Created "OR" Saved. Slimy Logic - Even Worse PR

The national unemployment rate just passed 10% and people are stressed out. But don't tell that to the wordsmiths in Washington who repeatedly claim they created a million jobs. Or saved them.

Wait a minute. How can one create or save a job? Either the job exists or it doesn't. Either people have a job or they don't. Oh, OK, I finally get it - this new spin really means some jobs were created and some were saved, but injecting lots of gray into what is typically a black and white argument is bad PR.

This is a practice your business needs to avoid at all costs.

The word "or" itself implies a lack of clarity. I compare using it in marketing and politics to the carnival game where the heads randomly pop up and disappear before you can pound them with a mallet.

Frustrating, isn't it?

And when no one really knows what percentage of jobs were saved versus created, whose job is being saved and whether that job is worthy of "saving", people start thinking the worst. Every time The New York Daily News reports about MTA workers sleeping in subway customer service booths on city-time and corrupt politicians with multiple no-show jobs - it's not hard to wonder if the "saved" are really them.

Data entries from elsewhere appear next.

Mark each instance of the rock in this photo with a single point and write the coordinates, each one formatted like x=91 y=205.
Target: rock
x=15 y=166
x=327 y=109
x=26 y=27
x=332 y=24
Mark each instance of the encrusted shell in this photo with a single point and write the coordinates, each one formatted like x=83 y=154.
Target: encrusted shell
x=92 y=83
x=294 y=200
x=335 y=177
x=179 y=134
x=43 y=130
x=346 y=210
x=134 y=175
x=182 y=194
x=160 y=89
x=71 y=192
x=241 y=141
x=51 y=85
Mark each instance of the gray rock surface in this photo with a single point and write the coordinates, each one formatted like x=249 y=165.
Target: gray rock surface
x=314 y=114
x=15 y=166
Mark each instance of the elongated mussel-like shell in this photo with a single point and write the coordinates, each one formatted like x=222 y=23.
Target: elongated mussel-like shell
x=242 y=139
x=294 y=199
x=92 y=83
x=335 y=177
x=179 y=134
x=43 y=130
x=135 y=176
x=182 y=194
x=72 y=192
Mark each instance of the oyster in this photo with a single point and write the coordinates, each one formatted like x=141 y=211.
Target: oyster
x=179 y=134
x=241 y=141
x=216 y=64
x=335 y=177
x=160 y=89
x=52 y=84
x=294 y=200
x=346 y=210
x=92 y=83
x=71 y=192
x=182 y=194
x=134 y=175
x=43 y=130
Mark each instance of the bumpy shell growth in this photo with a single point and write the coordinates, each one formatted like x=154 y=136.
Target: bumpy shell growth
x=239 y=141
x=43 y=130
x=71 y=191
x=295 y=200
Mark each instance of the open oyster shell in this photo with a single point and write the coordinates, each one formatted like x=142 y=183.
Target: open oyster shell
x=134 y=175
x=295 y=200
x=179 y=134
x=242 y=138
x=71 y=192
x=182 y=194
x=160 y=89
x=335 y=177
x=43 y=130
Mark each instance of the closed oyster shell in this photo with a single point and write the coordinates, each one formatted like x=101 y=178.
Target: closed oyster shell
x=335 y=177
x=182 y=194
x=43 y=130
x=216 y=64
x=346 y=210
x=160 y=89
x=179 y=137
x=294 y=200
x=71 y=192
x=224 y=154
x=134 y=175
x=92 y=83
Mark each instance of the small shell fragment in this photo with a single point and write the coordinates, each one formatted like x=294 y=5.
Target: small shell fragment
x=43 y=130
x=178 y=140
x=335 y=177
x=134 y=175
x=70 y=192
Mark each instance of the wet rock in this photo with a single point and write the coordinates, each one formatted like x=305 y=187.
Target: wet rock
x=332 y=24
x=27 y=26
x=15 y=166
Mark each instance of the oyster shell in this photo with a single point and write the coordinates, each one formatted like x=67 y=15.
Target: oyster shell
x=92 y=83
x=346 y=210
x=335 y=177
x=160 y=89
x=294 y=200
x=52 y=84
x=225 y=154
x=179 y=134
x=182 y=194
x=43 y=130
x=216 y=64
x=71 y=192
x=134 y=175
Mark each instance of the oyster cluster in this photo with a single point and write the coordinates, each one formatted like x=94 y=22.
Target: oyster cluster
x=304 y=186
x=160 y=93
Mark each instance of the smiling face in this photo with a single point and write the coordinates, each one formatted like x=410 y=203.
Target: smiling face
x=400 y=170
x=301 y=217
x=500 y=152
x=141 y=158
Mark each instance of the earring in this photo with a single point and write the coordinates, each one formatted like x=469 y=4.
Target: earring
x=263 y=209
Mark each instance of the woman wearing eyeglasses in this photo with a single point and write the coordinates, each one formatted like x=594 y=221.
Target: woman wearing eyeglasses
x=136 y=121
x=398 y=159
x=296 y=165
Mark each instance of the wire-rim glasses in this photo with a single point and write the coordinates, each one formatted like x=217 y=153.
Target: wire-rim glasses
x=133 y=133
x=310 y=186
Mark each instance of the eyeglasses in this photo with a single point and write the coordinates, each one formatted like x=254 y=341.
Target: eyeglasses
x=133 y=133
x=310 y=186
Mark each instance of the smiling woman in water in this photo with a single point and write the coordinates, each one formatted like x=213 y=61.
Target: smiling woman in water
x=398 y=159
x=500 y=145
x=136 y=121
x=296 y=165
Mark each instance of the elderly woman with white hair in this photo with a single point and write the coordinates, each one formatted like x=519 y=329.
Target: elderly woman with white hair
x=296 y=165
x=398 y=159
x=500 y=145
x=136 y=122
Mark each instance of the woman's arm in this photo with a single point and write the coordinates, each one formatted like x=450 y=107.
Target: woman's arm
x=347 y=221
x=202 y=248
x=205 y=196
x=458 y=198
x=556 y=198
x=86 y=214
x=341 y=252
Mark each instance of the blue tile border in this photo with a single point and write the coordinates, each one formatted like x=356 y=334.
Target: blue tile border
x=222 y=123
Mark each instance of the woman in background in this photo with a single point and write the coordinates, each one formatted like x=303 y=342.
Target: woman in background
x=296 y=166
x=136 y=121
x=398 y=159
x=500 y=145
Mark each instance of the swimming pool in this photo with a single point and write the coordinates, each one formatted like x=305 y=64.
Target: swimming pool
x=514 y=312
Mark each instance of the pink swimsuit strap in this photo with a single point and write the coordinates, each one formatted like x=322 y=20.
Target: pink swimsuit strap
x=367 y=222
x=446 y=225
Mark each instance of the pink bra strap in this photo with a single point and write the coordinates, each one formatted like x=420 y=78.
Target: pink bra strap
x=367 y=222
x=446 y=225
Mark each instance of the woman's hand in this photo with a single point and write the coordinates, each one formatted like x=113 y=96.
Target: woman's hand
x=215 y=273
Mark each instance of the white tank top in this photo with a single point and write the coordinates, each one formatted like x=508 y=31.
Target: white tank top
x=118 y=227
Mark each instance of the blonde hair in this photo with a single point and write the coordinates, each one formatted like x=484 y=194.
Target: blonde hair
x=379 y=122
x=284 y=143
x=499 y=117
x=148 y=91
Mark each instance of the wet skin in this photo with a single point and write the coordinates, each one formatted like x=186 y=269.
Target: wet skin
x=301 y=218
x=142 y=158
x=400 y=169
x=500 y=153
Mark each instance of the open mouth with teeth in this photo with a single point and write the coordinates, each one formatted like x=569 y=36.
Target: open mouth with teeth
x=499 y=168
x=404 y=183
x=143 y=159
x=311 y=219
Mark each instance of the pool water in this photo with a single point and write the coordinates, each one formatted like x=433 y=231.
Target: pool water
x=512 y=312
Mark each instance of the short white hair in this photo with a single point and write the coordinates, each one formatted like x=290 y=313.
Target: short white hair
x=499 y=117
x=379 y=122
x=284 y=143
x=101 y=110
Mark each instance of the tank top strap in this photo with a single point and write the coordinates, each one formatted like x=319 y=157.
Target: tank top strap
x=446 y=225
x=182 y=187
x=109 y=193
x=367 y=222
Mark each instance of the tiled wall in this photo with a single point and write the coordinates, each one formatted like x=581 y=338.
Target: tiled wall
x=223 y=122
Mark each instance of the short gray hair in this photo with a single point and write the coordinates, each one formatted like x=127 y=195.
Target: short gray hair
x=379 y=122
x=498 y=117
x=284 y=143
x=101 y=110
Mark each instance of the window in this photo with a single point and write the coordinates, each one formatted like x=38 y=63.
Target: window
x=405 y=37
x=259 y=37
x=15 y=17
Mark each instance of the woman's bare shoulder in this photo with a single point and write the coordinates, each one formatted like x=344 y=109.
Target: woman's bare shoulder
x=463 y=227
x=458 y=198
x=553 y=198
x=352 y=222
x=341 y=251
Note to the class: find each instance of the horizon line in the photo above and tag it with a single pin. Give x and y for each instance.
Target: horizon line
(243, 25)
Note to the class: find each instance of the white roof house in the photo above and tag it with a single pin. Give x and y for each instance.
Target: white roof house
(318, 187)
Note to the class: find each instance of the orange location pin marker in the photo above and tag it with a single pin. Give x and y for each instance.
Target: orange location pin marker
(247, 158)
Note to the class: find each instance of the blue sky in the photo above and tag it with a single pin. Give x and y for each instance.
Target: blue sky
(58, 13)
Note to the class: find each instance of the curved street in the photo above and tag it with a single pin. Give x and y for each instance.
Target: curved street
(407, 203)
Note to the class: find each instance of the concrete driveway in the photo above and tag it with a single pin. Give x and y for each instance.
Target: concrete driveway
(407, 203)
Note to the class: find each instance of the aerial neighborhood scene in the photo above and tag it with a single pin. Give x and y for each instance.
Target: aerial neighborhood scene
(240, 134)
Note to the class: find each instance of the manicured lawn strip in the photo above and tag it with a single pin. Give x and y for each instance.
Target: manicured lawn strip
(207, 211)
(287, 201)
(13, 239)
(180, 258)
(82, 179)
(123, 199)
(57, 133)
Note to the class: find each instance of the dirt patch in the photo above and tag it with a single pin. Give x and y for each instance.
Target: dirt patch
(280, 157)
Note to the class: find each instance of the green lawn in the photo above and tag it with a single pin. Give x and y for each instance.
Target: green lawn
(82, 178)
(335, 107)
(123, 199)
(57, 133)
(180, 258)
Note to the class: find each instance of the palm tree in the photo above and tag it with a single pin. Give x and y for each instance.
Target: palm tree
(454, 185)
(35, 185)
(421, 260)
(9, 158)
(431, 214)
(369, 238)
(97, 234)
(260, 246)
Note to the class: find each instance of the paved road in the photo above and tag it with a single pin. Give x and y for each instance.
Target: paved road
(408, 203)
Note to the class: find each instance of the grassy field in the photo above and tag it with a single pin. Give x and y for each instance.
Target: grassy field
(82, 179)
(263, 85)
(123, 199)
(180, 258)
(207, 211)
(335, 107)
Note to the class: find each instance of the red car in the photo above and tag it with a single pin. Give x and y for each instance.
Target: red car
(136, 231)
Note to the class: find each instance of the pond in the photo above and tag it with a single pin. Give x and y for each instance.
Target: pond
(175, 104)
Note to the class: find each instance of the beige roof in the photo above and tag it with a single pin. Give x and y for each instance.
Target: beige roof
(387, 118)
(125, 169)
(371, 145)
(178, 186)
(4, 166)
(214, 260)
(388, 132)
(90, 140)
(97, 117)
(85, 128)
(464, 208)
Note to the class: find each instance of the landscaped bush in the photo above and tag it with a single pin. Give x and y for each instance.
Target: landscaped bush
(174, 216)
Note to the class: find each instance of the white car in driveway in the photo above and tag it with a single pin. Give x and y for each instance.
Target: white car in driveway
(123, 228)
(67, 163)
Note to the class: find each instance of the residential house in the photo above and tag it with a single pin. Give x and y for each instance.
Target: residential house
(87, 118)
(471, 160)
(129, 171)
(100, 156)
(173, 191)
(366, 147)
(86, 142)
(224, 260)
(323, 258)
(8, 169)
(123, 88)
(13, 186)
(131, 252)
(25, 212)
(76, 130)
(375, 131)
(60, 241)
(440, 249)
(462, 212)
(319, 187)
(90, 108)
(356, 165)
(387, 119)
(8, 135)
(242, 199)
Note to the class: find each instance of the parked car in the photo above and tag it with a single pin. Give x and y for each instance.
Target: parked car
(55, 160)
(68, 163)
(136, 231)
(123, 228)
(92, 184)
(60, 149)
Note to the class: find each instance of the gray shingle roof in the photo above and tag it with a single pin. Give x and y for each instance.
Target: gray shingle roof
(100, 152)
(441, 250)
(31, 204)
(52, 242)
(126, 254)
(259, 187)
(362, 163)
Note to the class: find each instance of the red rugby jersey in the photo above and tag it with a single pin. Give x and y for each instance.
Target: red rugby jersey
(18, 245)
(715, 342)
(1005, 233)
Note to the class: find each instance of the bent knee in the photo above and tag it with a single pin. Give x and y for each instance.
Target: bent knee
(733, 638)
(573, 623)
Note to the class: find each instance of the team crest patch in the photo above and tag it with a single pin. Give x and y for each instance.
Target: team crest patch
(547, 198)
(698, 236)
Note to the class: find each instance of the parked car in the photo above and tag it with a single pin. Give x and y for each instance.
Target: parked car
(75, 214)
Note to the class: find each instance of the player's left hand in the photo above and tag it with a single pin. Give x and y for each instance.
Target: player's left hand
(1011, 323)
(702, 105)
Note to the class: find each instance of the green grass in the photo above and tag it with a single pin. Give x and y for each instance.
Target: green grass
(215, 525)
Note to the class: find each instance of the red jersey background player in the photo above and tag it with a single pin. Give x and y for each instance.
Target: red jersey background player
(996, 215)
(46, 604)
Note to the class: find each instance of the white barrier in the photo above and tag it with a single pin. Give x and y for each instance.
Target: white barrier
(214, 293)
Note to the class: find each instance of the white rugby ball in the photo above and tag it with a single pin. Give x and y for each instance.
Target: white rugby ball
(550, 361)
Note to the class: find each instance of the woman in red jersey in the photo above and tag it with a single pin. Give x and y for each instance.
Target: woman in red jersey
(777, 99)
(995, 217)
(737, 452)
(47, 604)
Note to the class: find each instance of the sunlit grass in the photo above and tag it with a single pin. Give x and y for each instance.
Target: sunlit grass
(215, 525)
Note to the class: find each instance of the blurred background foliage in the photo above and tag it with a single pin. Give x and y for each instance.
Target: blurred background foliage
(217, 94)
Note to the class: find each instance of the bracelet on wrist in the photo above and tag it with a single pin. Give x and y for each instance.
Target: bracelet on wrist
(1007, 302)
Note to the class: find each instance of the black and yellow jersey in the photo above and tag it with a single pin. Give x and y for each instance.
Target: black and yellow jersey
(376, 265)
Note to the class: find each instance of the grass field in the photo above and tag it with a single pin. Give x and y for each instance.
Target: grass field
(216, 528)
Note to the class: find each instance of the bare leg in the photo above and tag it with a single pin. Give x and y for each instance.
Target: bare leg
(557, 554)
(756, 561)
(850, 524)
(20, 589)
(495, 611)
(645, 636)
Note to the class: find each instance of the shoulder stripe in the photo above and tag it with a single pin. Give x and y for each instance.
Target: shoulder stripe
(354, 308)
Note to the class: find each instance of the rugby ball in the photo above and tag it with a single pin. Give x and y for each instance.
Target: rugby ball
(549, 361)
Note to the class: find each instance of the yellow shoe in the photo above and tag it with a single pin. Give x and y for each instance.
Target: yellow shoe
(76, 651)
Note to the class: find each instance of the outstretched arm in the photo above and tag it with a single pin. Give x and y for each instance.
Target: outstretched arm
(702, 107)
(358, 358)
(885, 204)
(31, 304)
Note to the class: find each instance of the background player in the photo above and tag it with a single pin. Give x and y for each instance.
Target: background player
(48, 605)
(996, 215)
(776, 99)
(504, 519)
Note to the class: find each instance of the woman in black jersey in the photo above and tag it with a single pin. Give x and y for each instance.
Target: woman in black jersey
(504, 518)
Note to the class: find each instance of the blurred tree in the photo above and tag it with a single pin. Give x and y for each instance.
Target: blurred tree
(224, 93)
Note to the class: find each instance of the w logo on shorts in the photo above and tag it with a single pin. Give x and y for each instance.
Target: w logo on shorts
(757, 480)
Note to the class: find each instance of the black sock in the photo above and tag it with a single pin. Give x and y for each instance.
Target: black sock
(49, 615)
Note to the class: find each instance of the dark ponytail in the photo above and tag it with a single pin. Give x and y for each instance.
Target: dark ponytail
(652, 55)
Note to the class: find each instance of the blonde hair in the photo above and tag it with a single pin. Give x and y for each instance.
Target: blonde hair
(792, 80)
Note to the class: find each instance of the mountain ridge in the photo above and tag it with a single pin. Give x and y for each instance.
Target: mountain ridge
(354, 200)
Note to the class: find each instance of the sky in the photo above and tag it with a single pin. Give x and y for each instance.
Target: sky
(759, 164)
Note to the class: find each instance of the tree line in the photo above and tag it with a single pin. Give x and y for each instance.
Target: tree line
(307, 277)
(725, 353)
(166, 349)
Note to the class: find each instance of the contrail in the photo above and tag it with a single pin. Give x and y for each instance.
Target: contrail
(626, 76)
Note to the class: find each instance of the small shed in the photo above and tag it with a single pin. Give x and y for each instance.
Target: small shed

Consumers want honesty and clarity in sales pitches and part of the public backlash felt by Democrats in New Jersey and Virginia was no doubt due to nervous people who don't buy nebulous claims they can't see in their daily lives. At the very least, people want to hear sentences that make logical sense.

What if the "Created or Saved" logic were applied to consumer goods?

"Your washing machine's waranty will last 4 or 2 years"
"This vehicle gets 30 or 18 miles per gallon"
"This dress is size 6 or 2"

Most of us would walk right out of the store.